Effectiveness of Telemedicine for the Management of Foot Ulcers in People With Diabetes: A Meta-Analysis

Ushna Khan 1, Khubaib Ahmad 2, Sai Sreya Yadlapalli 3, Muhammad Haseeb 4,5,, Burha Kabir 6, Deepa Khemani 7, Palwasha Ghulam Moosa 8, Samiullah Khan 9
Editors: Alexander Muacevic, John R Adler
PMCID: PMC9683114  PMID: 36439575

Abstract

Treatment of diabetes-related foot ulcers presents great pressure on the healthcare system in terms of management strategy and allocation of resources. Telemedicine can be used to treat diabetic foot ulcers more effectively. This meta-analysis aims to evaluate the impacts of telemedicine on the treatment of diabetic foot ulcers. The current meta-analysis was conducted as per the reported guidelines of the Preferred Reporting Items for Systematic Review and Meta-analysis (PRISMA) statement. Two reviewers independently searched for relevant articles using PubMed, EMBASE, and the Cochrane Database of Systematic Reviews from inception to 31 August 2022, assessing the impacts of telemedicine on the treatment of diabetic foot ulcers. The primary outcomes assessed in the current meta-analysis included the percentage of foot ulcers healed and the time of healing foot ulcers within 12 months. Secondary outcomes included the percentage of amputation (minor and major) and all-cause mortality. A total of six studies were included in the current meta-analysis enrolling 1876 patients with diabetic foot ulcers. No difference was there between the two groups in terms of the number of patients whose ulcer healed (risk ratio (RR): 1.01, 95% confidence interval (CI): 0.93-1.09), time to healing of wound within 12 months (mean difference: -0.07, 95% CI: -0.31-0.17), the incidence of amputation (RR: 0.73, 95% CI: 0.54-1.00), and all-cause mortality (RR: 0.99, 95% CI: 0.42-2.37). In conclusion, the study found that telemedicine is non-inferior to standard care in terms of reducing healing time and the number of patients with ulcer healing within 12 months. The study also found that the incidence of amputation is also lower in patients assigned to the telemedicine group compared to patients in the control group and no significant differences were reported in terms of mortality.

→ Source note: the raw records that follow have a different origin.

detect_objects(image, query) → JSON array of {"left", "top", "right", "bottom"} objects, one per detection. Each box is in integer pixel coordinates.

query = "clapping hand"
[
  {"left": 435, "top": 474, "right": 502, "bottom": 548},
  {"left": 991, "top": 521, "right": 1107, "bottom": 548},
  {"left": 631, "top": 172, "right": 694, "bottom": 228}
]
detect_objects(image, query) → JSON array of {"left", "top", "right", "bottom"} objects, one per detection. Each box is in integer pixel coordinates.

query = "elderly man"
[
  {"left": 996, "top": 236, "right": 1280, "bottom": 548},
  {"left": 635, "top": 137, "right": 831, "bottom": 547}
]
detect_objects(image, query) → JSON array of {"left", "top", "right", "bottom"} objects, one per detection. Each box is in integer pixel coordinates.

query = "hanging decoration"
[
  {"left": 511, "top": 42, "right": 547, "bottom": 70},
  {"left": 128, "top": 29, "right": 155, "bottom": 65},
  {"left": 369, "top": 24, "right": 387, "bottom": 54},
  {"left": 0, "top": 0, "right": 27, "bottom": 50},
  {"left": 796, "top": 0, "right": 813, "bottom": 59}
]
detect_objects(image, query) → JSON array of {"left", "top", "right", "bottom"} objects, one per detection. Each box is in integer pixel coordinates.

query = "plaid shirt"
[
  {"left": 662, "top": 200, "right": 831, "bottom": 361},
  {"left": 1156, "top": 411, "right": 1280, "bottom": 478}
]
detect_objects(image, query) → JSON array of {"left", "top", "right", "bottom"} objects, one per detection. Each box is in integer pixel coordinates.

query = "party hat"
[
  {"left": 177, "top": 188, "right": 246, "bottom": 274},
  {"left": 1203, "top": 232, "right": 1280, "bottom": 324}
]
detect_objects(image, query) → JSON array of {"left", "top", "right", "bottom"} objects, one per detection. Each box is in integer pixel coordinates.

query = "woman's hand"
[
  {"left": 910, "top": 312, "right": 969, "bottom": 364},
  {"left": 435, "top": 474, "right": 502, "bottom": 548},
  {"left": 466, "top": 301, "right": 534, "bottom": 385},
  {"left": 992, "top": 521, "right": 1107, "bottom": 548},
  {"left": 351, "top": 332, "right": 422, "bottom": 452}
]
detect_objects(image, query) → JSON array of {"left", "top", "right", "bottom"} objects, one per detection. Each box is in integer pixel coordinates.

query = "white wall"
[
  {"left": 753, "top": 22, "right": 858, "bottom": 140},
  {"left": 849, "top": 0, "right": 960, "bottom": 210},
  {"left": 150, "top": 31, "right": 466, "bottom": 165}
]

Keywords: meta-analysis, ulcer healing, telemedicine, foot ulcer, diabetes

Introduction and background

Treatment of diabetes-related foot ulcers presents great pressure on the healthcare system in terms of management strategy and allocation of resources [1]. Nearly 7% to 15% of people with diabetes will have at least one-foot ulcer during a lifetime [2]. Diabetes is associated with neuropathy, ischemia, and deformities that lead to a greater risk of developing foot ulcers [3]. These ulcers impair the quality of life and mobility of patients and bring them great physical discomfort [3]. The presence of a foot ulcer is linked to a greater incidence of all-cause mortality [4]. Every year, 500 major amputations caused by diabetic foot ulcers cost Denmark in terms of heavy financial burden [5]. In 1995, it was calculated that a major amputation would cost between $59,000 and $87,000 [6].

Elderly individuals with comorbidities like diabetes and foot ulcers place a challenge on healthcare systems all over the world. A chronic wound is linked with increased individual psychological and physical strain and other comorbidities that further reduces their capacity to see a specialist, who, in certain regions, may be located in distant areas [7]. Finding methods to treat persons with lower limb ulcers in geographically remote areas is a top priority due to the lack of professionals in such fields [8]. Due to this, there is a growing focus on discovering technical solutions to enhance healthcare results without doing more harm. Telemedicine is a field that has the capability to provide quality services from a distance [9]. It includes different kinds of technologies for monitoring, treating, and developing innovative solutions and has a greater potential to enhance patients’ outcomes at a low cost [10].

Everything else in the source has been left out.